A quiet slice of Ireland.

 

Bridge-wb

Ireland is usually described as small country, insignificant to world events and largely ignored by all other countries unless they want our money to prop up the banking system or our votes to perform a similar service for the great European project. Yet there is something rather special about the place, something that you need to physically experience to truly appreciate.

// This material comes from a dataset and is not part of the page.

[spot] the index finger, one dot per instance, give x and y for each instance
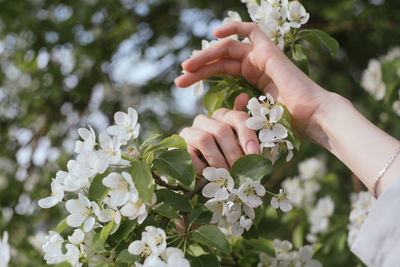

Traveling up to Co Mayo this week I was reminded of this when pulling off the road for a break. A sign with the simple words ‘Luimnagh Quay’ enticed me for a mile or so down a single lane until I came upon the waters of Lough Corrib which on this day wore an unruffled cloak of reflected blue that was not of any one particular hue or another.  I rested the car while easing the stiffness of the miles with a stroll around this stone structure that  lay as silent testament to the lake’s past role in the lives of the trading folk of the district. All was still, all was quiet and, above all else, all was tranquil.

In fact so tranquil was the place that it was the very silence that dominated these few minutes. Tranquility is certainly not unique to Luimnagh Quay, we can meet it wherever we are in the world, often unexpectedly but always with warm appreciation and it is of course relative to the environment previously encountered.  Yet here there was nothing to distract from it, no large mountains loomed from across the shore, trees and boulders were modest in size and the few houses that were dotted around hid either in the distance or behind high walls offering nothing in the way of entertainment for the unsettled mind.

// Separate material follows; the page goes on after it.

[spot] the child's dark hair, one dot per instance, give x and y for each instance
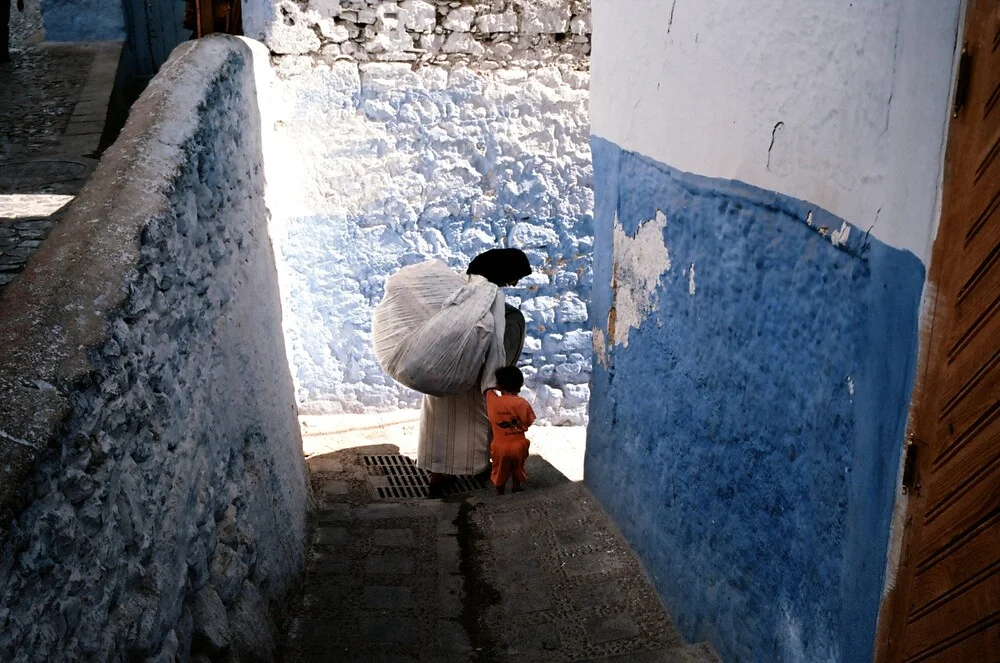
(510, 379)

The canvas was not completely blank however, for there stood, just a dozen yards away, a small bridge that at first glance was so utterly purposeless as to immediately suggest it was ornament rather than artifact. Closer inspection revealed that it spanned a gap between two minor stone jetties that presently lay submerged beneath the high waters. It stood as a symbol of the mood, disconnected from the solidity of life yet holding the potential for future use. Like myself it appeared to be resting from its labours, just for this minute it was untouchable by those who may demand that it function as it was created to do, but it was now blessed with the same peace that I possessed in observing its solitude.

I wandered on, a lady walking a greying dog stopped me and we chatted for a while, of the wagtails at the waters edge, the nesting mallards behind the wharf, the early appearance of a particular fly the name of which, to my shame, I have forgotten, and to the arrival of spring in general.  The changing season would not be long in bringing the energy of nature’s green powerhouse once more to the brown reads, the hazel and all that grew around, it was the lull before her onslaught that would peak in June and then ebb gradually away for the winter slumber. Each moment in the earths cycle is one to be savored yet the business of living in our artificial world breaks the bond twixt us and where we are from and like the bridge we are left aloof from all that is truly substantial. Ireland has a curious way of reminding us of this, of our very mortality and as I made my way back to the road to rejoin my journey I once more sincerely thanked her for that.